After Windrush - telling stories of struggle and celebration

Milton Brown
Huddersfield community leader Milton Brown on the very personal journey which led to Kirklees Local TV's film Windrush: The Years After, funded by The National Lottery.

Why did you want to make this film?

I had the idea for about 25 years.

I'm an African-Caribbean British Yorkshireman. I was born here, raised here. I saw my mother and father go through racism, I went through it at school. Then when I came out of the military, I couldn’t even get a job, people were looking at me like I had three heads. I wanted to be respected – almost to be invisible but visible. And if I'm feeling this, how many others are feeling this?

I wanted the film to be a celebration of our journey, an acknowledgement of the struggle, and a closure and a motivation for the future. 

What was the initial response from the community?

This is the back story. I'm 57, so of the first generation born here. The indigenous population didn’t want us here, there were lots of fears and phobias about people coming from the Caribbean. Back then, we were a very tight-knit community.

So when I asked people to come forward to offer their stories for the film, thinking about 25-30 would take part – my God that’s when I realised we still have those links. Around 85-100 people came forward. 

Were there any surprises?

How much it inspired people. I never felt "inspired" to do it. I felt there was a need to do it.

The amount of people who said: "Wow, we’ve got to do more of this, we’ve got to share our heritage more"; that almost brought me to tears. So the Sikh communities of Huddersfield and beyond – they want to do their own film now, the Muslim communities, the Irish. The story of migration reaches everyone.

What would you say to anyone from a minority background who wants to do a similar project?


People making a film
Volunteers helping to make the film


If your story hasn’t been told, tell it. It needs to be told, because it inspires others whose stories also haven’t been told, and it will inform, educate and entertain people in the right way about your culture.

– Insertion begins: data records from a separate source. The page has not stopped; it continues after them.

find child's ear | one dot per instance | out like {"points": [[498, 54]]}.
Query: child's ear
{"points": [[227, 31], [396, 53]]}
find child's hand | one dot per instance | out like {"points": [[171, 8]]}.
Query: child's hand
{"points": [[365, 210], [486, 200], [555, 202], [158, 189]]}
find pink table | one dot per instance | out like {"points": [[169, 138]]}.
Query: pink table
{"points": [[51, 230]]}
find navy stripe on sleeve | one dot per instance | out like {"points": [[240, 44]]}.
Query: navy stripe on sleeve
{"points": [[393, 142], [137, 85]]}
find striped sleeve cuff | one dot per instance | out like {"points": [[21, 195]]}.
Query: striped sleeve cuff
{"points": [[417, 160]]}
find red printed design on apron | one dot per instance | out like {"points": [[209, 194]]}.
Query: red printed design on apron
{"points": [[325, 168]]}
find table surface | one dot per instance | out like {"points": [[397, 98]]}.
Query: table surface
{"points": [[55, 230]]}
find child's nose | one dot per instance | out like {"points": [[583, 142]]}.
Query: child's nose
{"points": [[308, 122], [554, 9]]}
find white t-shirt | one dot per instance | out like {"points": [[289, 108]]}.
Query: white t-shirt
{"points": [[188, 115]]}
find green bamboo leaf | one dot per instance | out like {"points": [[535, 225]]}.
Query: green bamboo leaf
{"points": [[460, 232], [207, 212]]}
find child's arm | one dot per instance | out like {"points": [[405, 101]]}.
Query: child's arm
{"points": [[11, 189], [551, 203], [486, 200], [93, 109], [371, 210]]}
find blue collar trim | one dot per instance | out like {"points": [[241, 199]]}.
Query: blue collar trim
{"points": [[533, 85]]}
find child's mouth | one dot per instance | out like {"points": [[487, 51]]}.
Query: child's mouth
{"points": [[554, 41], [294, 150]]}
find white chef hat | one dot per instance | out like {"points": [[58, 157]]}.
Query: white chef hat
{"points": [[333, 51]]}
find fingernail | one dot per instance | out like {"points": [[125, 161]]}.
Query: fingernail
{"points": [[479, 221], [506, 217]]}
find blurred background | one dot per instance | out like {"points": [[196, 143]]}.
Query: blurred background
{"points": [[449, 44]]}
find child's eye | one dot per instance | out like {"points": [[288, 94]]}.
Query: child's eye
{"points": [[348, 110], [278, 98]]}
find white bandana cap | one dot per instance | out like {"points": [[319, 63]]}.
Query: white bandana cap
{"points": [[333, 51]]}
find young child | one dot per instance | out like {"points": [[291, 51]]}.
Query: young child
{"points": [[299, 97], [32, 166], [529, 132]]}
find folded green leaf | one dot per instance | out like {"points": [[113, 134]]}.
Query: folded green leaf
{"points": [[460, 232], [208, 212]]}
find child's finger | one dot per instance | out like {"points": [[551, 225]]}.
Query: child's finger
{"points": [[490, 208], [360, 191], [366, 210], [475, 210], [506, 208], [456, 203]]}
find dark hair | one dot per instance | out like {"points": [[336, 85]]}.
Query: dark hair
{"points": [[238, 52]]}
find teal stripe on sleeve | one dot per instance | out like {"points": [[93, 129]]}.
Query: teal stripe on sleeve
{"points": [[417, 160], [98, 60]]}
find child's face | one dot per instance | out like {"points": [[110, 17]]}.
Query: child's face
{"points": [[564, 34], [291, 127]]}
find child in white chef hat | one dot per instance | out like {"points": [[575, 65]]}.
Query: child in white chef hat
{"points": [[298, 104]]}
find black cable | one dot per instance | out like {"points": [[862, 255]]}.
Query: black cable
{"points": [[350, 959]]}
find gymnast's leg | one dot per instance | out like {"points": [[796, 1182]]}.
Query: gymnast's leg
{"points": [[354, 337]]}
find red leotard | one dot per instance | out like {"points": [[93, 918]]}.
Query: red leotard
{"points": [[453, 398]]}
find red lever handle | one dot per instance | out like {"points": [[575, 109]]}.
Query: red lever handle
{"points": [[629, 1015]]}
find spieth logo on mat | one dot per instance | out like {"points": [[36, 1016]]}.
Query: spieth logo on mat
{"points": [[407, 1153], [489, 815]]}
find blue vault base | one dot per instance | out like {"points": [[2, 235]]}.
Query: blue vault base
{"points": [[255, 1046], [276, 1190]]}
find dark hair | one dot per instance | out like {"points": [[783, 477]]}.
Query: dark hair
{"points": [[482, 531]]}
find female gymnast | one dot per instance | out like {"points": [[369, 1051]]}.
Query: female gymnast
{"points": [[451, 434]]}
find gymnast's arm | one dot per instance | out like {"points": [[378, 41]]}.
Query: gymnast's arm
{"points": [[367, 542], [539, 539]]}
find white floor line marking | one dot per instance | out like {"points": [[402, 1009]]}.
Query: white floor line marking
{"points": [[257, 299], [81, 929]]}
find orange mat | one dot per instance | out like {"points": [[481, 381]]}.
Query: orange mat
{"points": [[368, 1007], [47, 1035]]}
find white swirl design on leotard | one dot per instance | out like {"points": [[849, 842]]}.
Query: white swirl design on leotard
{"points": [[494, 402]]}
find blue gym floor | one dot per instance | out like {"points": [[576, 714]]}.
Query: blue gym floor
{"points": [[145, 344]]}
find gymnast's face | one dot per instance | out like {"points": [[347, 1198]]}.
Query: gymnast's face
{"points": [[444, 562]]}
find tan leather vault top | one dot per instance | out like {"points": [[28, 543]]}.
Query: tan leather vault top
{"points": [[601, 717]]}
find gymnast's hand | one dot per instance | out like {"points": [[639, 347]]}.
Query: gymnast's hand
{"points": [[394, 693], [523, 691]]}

Plan carefully. We were overwhelmed with the support, and financially you need to be ready for that.

Everything you think is your culture and "belongs" to you, be prepared to be surprised. When you have been marginalised as a minority group, you start to hold onto things that are precious to you – but I was shocked how many people had similar stories to me.

Do you have any practical tips in applying for National Lottery funding?

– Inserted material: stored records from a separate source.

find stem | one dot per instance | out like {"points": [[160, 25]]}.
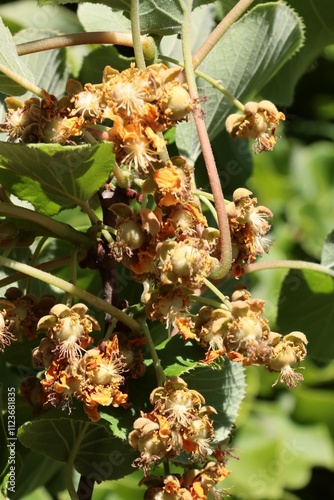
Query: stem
{"points": [[290, 264], [215, 83], [23, 82], [135, 30], [224, 228], [74, 290], [70, 461], [85, 207], [56, 228], [217, 292], [161, 377], [209, 302], [73, 275], [94, 37], [209, 205], [220, 30], [34, 258]]}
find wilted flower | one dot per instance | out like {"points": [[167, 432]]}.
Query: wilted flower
{"points": [[258, 121]]}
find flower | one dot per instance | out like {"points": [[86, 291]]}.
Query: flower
{"points": [[258, 121], [179, 421], [248, 227], [69, 329], [6, 336]]}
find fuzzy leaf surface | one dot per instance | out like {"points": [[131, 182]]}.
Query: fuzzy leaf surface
{"points": [[53, 177], [244, 60], [306, 304], [224, 389], [48, 67], [10, 59], [318, 19], [98, 451], [157, 17]]}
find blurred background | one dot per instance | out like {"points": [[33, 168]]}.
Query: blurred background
{"points": [[284, 439]]}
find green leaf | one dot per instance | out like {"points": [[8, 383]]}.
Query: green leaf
{"points": [[306, 304], [95, 62], [224, 389], [3, 439], [36, 471], [26, 13], [102, 18], [318, 19], [244, 60], [10, 59], [314, 406], [53, 177], [174, 364], [99, 455], [310, 173], [327, 255], [48, 67], [157, 17]]}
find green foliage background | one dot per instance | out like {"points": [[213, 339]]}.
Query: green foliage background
{"points": [[284, 439]]}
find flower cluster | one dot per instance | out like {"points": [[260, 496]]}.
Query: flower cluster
{"points": [[248, 227], [93, 376], [240, 332], [178, 423], [141, 104], [258, 121], [20, 314]]}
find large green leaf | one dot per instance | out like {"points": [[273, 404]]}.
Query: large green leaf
{"points": [[310, 173], [10, 60], [99, 455], [306, 304], [327, 256], [48, 67], [156, 16], [178, 357], [53, 177], [244, 60], [318, 18], [224, 389], [275, 454]]}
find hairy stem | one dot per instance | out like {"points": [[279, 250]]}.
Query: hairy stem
{"points": [[220, 30], [23, 82], [45, 266], [34, 259], [217, 292], [215, 83], [135, 30], [289, 264], [73, 290], [56, 228], [58, 42], [225, 238], [161, 377]]}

  1. Try to find somebody who understands the process before you start the journey, like a previous grantee.
  2. Be prepared to be disappointed – because it’s not guaranteed that you will get it.
  3. Be explicit about the outcomes of what your project is going to do, and the benefit it's going to have for your community and the wider community.

What have you learned from the experience?


People watching a film
An audience at a screening of the film


I made sure we had a diverse team of volunteers – I’ve seen monocultural projects within the African-Caribbean community failing because they’re not taking on skills from other communities. I already loved the diverse nature of people, but this project really gave me a deeper understanding of what others have to navigate: class, gender, disability.

What do you think about Black History Month?

I think the positives far outweigh the negatives. Any month, week, day that raises the profile for people of African-Caribbean descent, past, present and aspirations for the future, has got to be good.

However I have an issue with the word "black". If it was African-Caribbean British History Month, you start looking at people more introspectively than just their colour.

Where can people see the film?

What's next for you?

We have more than 70 interviews that we haven't been able to use, I've got some big plans to share those stories and learnings.